There are three elements which are
necessary for the plaintiff to prove in order
to show the existence of a compensable
occupational disease under N.C. Gen. Stat. §
97-53(13): (1) the disease must be
characteristic of persons engaged in a
particular trade or occupation in which the
plaintiff is engaged; (2) the disease must
not be an ordinary disease of life to which
the public is equally exposed; and (3) there
must be a causal connection between the
disease and the plaintiff's employment.
Id. at 367, 517 S.E.2d at 391. "[T]he first two elements are
satisfied if, as a matter of fact, the employment exposed [her] to
a greater risk of contracting the disease than the public
generally." Rutledge v. Tultex Corp., 308 N.C. 85, 93-94, 301
S.E.2d 359, 365 (1983). The plaintiff bears the burden of proving
the existence of an occupational disease which entitles her to
recover compensation. Gay v. J.P. Stevens & Co., 79 N.C. App. 324,
330-31, 339 S.E.2d 490, 494 (1986). In Futrell v. Resinall Corp.,
151 N.C. App. 456, 458, 566 S.E.2d 181, 183 (2002), the plaintiff
argued that the Industrial Commission erred by concluding that his
carpal tunnel syndrome was not an occupational disease entitling
him to compensation. Neither of the plaintiff's treating
physicians offered evidence that the plaintiff's job placed him at
a greater risk for developing the disease than the public at large. Id. at 459, 566 S.E.2d at 183. The Industrial Commission also
found that no other employee who performed the same job as
plaintiff had ever developed carpal tunnel syndrome or complained
of symptoms. Id. The Industrial Commission found that the
plaintiff was not at a greater risk for contracting the disease
than the general public and denied the plaintiff's claim. Id.
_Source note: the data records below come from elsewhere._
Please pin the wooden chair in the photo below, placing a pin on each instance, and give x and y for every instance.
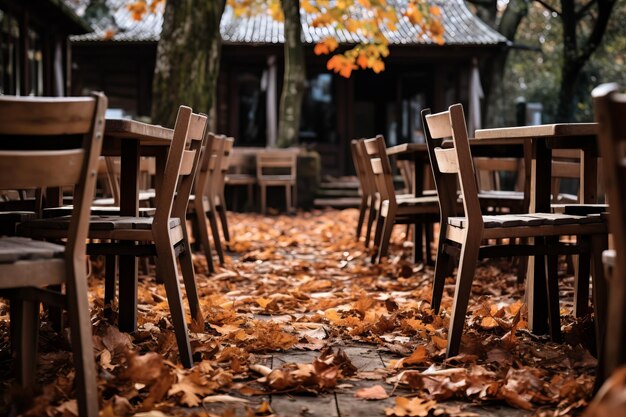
(61, 139)
(208, 196)
(462, 234)
(367, 190)
(610, 109)
(277, 168)
(241, 174)
(164, 235)
(393, 210)
(217, 188)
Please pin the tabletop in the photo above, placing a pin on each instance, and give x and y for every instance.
(536, 131)
(406, 148)
(149, 135)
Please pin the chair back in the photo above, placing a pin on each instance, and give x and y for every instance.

This Court found the Industrial Commission's finding of fact was
supported by competent evidence and upheld the decision. Id.
In the case before us, plaintiff offered no medical evidence
to show that due to her employment she was placed at a greater risk
of developing asthma than the general public. Dr. Alford opined in
his deposition that plaintiff's occupational asthma resulted from
her exposure to Kutwell 40 and petroleum products used in the
machines where she worked. However, he could not determine whether
plaintiff's disease was chronic or disabling because more time was
needed to make the evaluation. Dr. Alford stated that plaintiff
had smoked for twenty-seven years and that her smoking history
resulted in her below-normal pulmonary function test results. Dr.
Alford also stated that smoking aggravated asthma and caused
chronic obstructive lung disease. The evidence before the
Industrial Commission also showed that none of plaintiff's co-
workers had ever complained of breathing problems relating to
Kutwell 40 or to the machinery. This evidence is sufficient to
support the findings of fact made by the Industrial Commission.
The Industrial Commission's finding of fact that plaintiff
failed to prove she suffered from an occupational diseasecharacteristic of her employment to the exclusion of the general
public is supported by competent evidence and therefore conclusive
on appeal. This finding of fact is sufficient to support the
Industrial Commission's conclusion of law that plaintiff did not
suffer from a compensable occupational disease. This assignment of
error is overruled.
We affirm the opinion and award of the Industrial Commission.
Affirmed.
Judges HUNTER and CALABRIA concur.
Report per Rule 30(e).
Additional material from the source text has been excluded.